Par un arrêt du 15 octobre 2025, la Cour administrative d’appel de Paris précise le régime juridique des autorisations de recherche sur l’embryon humain. L’autorité administrative compétente a renouvelé une autorisation de recherche portant sur la dérivation de cellules souches embryonnaires humaines au profit d’un institut de santé. Une fondation privée a sollicité l’annulation de cet acte devant le Tribunal administratif de Montreuil qui a rejeté sa demande le 29 novembre 2023. La requérante soutient que la décision contestée manque de motivation et méconnaît le principe de subsidiarité prévu par le code de la santé publique. Le juge d’appel doit déterminer si l’administration est tenue de motiver une telle autorisation et si l’existence d’alternatives scientifiques interdit le recours embryonnaire. La juridiction rejette la requête en estimant que l’acte ne constitue pas une décision individuelle défavorable exigeant une motivation en l’absence de texte spécifique. Elle considère également que la preuve de l’absence d’alternative technique suffisante n’est pas rapportée par les éléments scientifiques produits par la partie requérante.

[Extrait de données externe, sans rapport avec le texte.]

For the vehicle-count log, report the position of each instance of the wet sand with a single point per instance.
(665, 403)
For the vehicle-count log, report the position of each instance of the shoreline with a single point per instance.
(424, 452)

L’analyse de cet arrêt permet d’apprécier la souplesse du cadre procédural biomédical (I) avant d’étudier la mise en œuvre pragmatique du principe de subsidiarité (II).
I. La souplesse du cadre procédural relatif aux recherches biomédicales
A. L’exclusion d’une obligation générale de motivation
La Cour administrative d’appel de Paris écarte d’emblée le moyen tiré du défaut de motivation de l’autorisation contestée par la fondation. Elle rappelle que cette décision « n’entre dans aucune des catégories de décisions devant être motivées » selon les dispositions du code des relations publiques. L’acte ne constitue ni une mesure individuelle défavorable ni une dérogation à des règles générales fixées par la loi ou le règlement en vigueur. Le juge souligne qu’aucune disposition textuelle du code de la santé publique n’impose cette formalité aux autorités délivrant de tels protocoles de recherche.
B. L’absence d’exigence de précision quant au volume embryonnaire
Ce rejet de l’exigence formelle de motivation s’accompagne d’un refus identique concernant la précision du nombre d’embryons requis pour l’étude. La juridiction administrative rejette cette argumentation en affirmant que « l’obligation d’une telle indication ne résulte d’aucun texte » législatif ou réglementaire applicable. Elle relève néanmoins que le rapport d’instruction mentionnait l’utilisation prévisionnelle d’environ cent embryons, apportant ainsi une information suffisante à l’administration. Cette solution confirme que le contrôle juridictionnel ne porte pas sur le décompte matériel mais sur la justification scientifique globale du projet présenté. La validation de la procédure administrative permet alors au juge de se prononcer sur le respect des conditions de fond de la recherche.
II. La mise en œuvre pragmatique du principe de subsidiarité scientifique
A. La consécration du critère de la pertinence scientifique exclusive
L’article L. 2151-5 du code de la santé publique conditionne l’autorisation de recherche à l’absence de toute alternative scientifique au recours à l’embryon. La juridiction précise qu’il appartient à l’autorité administrative de vérifier que ce recours est « différé et limité autant qu’il demeure scientifiquement pertinent ». Elle estime que les publications scientifiques produites par l’appelante ne démontrent pas que les résultats escomptés pourraient être obtenus uniquement par d’autres méthodes. Le juge fait primer l’expertise scientifique nationale sur les simples mentions d’études étrangères invoquées par la fondation pour contester le renouvellement accordé.
B. La validation de la mixité des protocoles de recherche cellulaire
Le protocole litigieux prévoit l’usage conjoint de cellules embryonnaires et de cellules souches pluripotentes induites afin de créer un nouveau modèle de développement. La Cour administrative d’appel de Paris valide cette approche car le but poursuivi consiste précisément à trouver un substitut futur aux embryons humains. L’utilisation de cellules iPS au sein d’une recherche n’interdit donc pas de recourir simultanément à des souches embryonnaires si l’objectif scientifique le justifie. Par cette décision, la juridiction consacre une interprétation réaliste de la loi en protégeant la liberté de la recherche face aux contraintes de subsidiarité.